South Korean rapper and singer (born 2001)

Shin Ryu-jin (born April 17, 2001), known mononymously as Ryujin, is a South Korean rapper, singer, dancer and actress. She is a member of the South Korean girl group Itzy, formed by JYP Entertainment in 2019.

==Early life==
Shin Ryu-jin was born on April 17, 2001, in Seoul, South Korea. While in middle school, she was cast by JYP Entertainment at a Got7 concert. She attended high school at Hanlim Multi Art School, where she studied musical theatre alongside Chaeryeong.

==Career==
===2017: Pre-debut===
In 2017, Ryujin appeared on the reality competition MixNine. She also participated in the first episode of Stray Kids alongside her future groupmates Yeji, Chaeryeong, and Yuna.

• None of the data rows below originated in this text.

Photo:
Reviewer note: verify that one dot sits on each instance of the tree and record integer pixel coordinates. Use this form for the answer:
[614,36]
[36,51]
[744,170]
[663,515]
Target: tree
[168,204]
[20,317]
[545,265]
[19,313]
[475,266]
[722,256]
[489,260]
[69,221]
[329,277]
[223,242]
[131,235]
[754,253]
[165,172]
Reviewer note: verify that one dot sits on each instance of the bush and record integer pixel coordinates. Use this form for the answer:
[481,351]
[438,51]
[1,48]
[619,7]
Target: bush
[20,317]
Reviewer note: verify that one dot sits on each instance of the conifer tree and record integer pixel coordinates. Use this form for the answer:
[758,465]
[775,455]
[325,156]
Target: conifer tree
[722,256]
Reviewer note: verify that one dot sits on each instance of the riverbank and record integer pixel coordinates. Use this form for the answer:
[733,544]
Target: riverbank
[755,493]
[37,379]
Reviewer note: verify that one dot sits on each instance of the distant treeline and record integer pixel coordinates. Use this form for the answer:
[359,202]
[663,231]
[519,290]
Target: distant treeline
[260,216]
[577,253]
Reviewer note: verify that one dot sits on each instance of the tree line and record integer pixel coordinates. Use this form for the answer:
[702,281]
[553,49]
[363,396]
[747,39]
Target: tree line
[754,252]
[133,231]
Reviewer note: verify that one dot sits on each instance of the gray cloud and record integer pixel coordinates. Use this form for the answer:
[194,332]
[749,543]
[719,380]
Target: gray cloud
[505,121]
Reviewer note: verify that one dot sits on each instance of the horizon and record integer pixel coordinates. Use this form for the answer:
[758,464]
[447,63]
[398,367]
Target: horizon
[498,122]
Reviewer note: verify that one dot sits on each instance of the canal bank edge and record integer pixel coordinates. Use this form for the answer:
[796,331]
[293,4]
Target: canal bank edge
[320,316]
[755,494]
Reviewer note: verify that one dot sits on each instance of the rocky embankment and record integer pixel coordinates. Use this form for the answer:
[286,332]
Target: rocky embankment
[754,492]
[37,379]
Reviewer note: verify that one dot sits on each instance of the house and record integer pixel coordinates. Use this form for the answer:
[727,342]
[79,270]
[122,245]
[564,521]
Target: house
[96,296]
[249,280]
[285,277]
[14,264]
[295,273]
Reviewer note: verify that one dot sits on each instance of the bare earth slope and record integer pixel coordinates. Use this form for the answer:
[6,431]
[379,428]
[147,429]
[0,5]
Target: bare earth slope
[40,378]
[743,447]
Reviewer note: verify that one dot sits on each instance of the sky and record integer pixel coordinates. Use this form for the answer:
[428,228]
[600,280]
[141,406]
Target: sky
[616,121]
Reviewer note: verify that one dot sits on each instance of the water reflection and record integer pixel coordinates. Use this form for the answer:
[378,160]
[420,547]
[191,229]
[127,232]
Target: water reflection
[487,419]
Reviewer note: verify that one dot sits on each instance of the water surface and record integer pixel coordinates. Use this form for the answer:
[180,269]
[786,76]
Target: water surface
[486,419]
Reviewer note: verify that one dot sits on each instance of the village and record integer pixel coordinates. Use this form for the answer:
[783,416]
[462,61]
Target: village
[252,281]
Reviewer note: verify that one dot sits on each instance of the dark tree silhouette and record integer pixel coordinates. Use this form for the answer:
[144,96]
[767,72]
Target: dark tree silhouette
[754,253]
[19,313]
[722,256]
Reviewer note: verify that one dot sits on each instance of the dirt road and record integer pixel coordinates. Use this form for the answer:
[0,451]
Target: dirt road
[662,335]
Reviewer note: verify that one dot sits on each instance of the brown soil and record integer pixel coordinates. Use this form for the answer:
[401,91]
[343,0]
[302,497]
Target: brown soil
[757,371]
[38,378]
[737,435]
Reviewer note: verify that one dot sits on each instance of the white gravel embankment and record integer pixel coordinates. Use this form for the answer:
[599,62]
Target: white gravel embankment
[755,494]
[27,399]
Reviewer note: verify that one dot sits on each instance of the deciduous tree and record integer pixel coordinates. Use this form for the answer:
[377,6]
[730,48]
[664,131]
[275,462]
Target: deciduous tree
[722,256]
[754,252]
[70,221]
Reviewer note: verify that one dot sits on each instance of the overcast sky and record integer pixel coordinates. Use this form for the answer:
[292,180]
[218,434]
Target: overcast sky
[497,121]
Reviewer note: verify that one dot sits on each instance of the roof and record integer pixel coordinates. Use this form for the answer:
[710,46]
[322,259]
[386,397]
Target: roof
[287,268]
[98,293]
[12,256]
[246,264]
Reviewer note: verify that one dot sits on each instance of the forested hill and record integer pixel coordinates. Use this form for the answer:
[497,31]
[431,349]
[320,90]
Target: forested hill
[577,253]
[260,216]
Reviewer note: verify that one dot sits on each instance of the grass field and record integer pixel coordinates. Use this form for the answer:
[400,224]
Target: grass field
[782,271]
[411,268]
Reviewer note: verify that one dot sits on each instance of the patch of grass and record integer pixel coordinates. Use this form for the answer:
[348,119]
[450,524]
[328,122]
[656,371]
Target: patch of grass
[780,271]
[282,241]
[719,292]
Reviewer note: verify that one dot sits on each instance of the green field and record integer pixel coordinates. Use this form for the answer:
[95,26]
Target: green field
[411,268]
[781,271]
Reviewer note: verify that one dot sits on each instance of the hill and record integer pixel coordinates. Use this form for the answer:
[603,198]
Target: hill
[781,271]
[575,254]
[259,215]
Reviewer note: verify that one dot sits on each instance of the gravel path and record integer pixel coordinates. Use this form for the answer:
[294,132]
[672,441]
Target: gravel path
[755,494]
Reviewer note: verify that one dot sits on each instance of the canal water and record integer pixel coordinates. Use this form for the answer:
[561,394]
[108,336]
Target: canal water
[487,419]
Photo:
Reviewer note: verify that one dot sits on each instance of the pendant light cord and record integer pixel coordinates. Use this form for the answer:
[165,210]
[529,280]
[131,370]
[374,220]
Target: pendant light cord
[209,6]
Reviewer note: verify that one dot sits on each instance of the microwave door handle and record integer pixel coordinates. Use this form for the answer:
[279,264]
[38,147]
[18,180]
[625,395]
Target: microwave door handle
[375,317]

In the same year, she appeared alongside Yuna in BTS's "Love Yourself" highlight reel and made a brief appearance in the political crime drama film The King.

===2019–present: Debut with Itzy and solo activities===

On February 12, 2019, Ryujin officially debuted as a member of Itzy, with the release of their first single album, It'z Different, and the music video for its lead single "Dalla Dalla". In November 2021, she was selected as Studio Choom's "Artist of the Month" and performed a solo dance cover of Billie Eilish's "Therefore I am". In June 2022, Ryujin and fellow member Yeji performed Bebe Rexha's "Break My Heart Myself" in Studio Choom's "Mix & Max" series. On December 22, 2023, she released the music video for "Run Away", her solo track from Itzy's eighth EP Born To Be.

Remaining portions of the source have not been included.